Carbon-based aromatic compounds with the general formula C_nH_n are not only a universal substance class in organic chemistry but are also prominent ligands in organometallic chemistry. In contrast to free benzene, benzene ligands, coordinated to transition metal fragments show a reduced tendency to electrophilic aromatic substitutions, which is caused by the significantly reduced π-electron density.^[1] Compared to the organic benzene, the isolobal hexaphospha-benzene ligand shows similar structural features. However, very little is known about its reactivity and its tendency towards electrophilic or cationic functionalization.^[2] This contribution explores the reactivity of such a hexaphospha-benzene containing transition-metal complex as the inorganic analog of the ubiquitous benzene ligand towards oxidation as well as electrophilic functionalization with main group electrophiles and radical scavengers. While functionalization of smaller polyphosphorus complexes typically lead to mono-functionalized or ring-inserted products,^[3] ongoing research on the reactivity of this cyclo-P₆ moiety also reveals the possibility of multiple substitutions to take place. The selectivity of these reactions can be decisively modified by the choice of main group electrophile. Our approach enables the targeted and selective synthesis of novel cationic polyphosphorus complexes, which bridge the gap between the reactivity of organic and inorganic aromatic systems.

 

[1]  a) V. Graves, J. J. Lagowski, Inorg. Chem. 1976, 15, 577–586; b) H. P. Fritz, E. O. Fischer, Z. Naturforsch. B 1957, 12, 67–68.

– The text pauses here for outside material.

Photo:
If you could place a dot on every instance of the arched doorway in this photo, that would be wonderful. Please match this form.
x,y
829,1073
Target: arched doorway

[2]  A. Garbagnati, M. Seidl, G. Balazs, M. Scheer, Chem. Eur. J. 2022, e202200669.

[3]  a) C. Riesinger, G. Balázs, M. Seidl, M. Scheer, Chem. Sci. 2021, 12, 13037–13044; b) L. Zimmermann, C. Riesinger, G. Balazs, M. Scheer, Chem. Eur. J. 2023, e202301974; c) C. Riesinger, G. Balázs, M. Bodensteiner, M. Scheer, Angew. Chem. Int. Ed. 2020, 59, 23879–23884; d) C. Riesinger, L. Dütsch, G. Balázs, M. Bodensteiner, M. Scheer, Chem. Eur. J. 2020, 26, 17165–17170.